Jakarta (ANTARA) - Ketua Umum Pengurus Besar Nahdlatul Ulama Kiai Haji Yahya Cholil Staquf menegaskan dukungannya kepada institusi Kepolisian Republik Indonesia yang sedang menghadapi berbagai masalah.

"PBNU tetap akan berada di belakang Kepolisian Republik Indonesia," kata Ketua Umum PBNU K.H. Yahya Cholil Staquf melalui keterangan tertulis yang diterima di Jakarta, Jumat.

Gus Yahya (sapaan akrab Ketua Umum PBNU) mengatakan semua lembaga pasti ada masalahnya sehingga meninggalkan institusi Polri hanya akan memperburuk situasi di negeri ini.

"Polri juga berat masalahnya, tapi kita tidak mungkin meninggalkan Polri," ujarnya.

Meskipun Polri sedang menghadapi berbagai masalah, lanjut Gus Yahya, semua pihak harus terus mendukung. PBNU menegaskan akan tetap berada di belakang Polri.

Menurut ia, setiap negara termasuk Indonesia membutuhkan polisi yang solid, kuat dan harus didukung penuh oleh segenap elemen bangsa.

"Kalau Polri kita tinggal maka negara ini akan hancur. Semua memang ada masalahnya, tapi kita tetap harus berada di belakang Polri, termasuk berada di belakang negara ini," ujarnya.

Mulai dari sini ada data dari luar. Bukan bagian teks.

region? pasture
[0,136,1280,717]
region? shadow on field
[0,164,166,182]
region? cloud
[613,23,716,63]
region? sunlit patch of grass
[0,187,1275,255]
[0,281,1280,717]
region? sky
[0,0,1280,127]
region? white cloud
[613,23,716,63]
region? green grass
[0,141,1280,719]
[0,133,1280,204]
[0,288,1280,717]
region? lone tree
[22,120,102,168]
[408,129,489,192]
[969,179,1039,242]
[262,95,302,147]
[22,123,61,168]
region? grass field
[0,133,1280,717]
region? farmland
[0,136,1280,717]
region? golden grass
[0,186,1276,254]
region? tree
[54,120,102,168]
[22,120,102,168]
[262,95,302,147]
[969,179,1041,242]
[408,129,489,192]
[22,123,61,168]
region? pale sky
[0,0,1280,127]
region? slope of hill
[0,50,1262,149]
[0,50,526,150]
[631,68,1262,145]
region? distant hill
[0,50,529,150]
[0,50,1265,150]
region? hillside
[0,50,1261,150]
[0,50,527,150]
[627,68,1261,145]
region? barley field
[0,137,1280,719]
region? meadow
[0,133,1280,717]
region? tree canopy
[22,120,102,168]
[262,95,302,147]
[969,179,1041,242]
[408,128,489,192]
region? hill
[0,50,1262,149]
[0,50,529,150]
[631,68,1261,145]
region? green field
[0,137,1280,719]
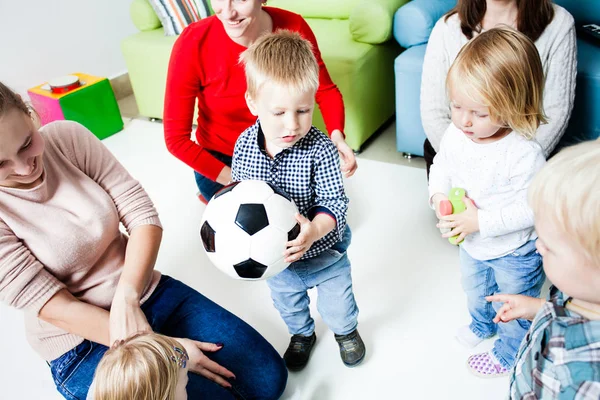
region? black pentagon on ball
[235,204,269,236]
[209,182,239,200]
[233,258,267,279]
[266,182,292,201]
[200,221,215,253]
[288,224,300,242]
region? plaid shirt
[231,121,348,259]
[510,286,600,400]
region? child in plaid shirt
[487,141,600,400]
[231,31,365,371]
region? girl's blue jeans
[460,240,545,369]
[49,275,287,400]
[267,226,358,336]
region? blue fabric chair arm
[393,0,456,48]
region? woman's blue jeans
[50,275,287,400]
[460,240,545,369]
[194,150,231,201]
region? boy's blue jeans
[460,240,545,369]
[50,275,287,400]
[194,150,231,201]
[267,226,358,336]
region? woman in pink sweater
[0,83,287,399]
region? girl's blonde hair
[446,27,547,139]
[93,333,187,400]
[528,140,600,267]
[240,30,319,98]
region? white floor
[0,120,508,400]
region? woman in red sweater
[164,0,357,200]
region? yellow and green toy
[439,188,467,246]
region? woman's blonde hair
[93,333,187,400]
[528,140,600,266]
[240,30,319,98]
[446,27,547,139]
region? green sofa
[121,0,408,150]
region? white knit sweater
[421,5,577,156]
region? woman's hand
[109,285,152,345]
[437,197,479,243]
[485,294,545,323]
[174,338,235,388]
[217,165,231,185]
[330,129,358,178]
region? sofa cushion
[149,0,210,36]
[554,0,600,27]
[394,0,456,48]
[350,0,409,44]
[267,0,361,19]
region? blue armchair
[394,0,600,156]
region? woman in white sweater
[421,0,577,173]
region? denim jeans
[267,226,358,336]
[460,240,545,369]
[194,150,231,201]
[50,275,287,400]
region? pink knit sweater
[0,121,160,360]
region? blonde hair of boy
[240,30,319,98]
[93,333,183,400]
[528,140,600,266]
[446,27,547,139]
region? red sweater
[163,7,344,180]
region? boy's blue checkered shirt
[231,121,348,259]
[510,287,600,400]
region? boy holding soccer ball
[231,31,365,371]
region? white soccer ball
[200,180,300,280]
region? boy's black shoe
[335,329,367,367]
[283,332,317,371]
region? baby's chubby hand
[437,196,479,243]
[283,214,319,263]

Gus Yahya mengatakan sebagai organisasi yang turut dalam mendirikan Indonesia, NU juga memiliki tanggung jawab untuk menjaga keberlangsungan NKRI.

Pada Agustus 2022, lembaga Survei Indikator Politik Indonesia merilis hasil survei persepsi publik terhadap Polri setelah mencuatnya kasus pembunuhan Brigadir Nofriansyah Yosua Hutabarat atau Brigadir J oleh mantan Kadiv Propam Polri Irjen Polisi Ferdy Sambo.

Hasil survei tersebut menunjukkan terjadi penurunan kepercayaan masyarakat kepada institusi Bhayangkara setelah peristiwa pembunuhan Brigadir J.

Survei Indikator Politik Indonesia mengungkapkan pada Mei 2022 kepercayaan masyarakat kepada Polri berada pada angka 66,7 persen, namun pada Agustus 2022 atau setelah kasus pembunuhan Brigadir J muncul ke publik, kepercayaan masyarakat turun menjadi 54,4 persen.

Survei tersebut juga mengukur kepercayaan publik pada polisi dalam penuntasan kasus pembunuhan Brigadir J.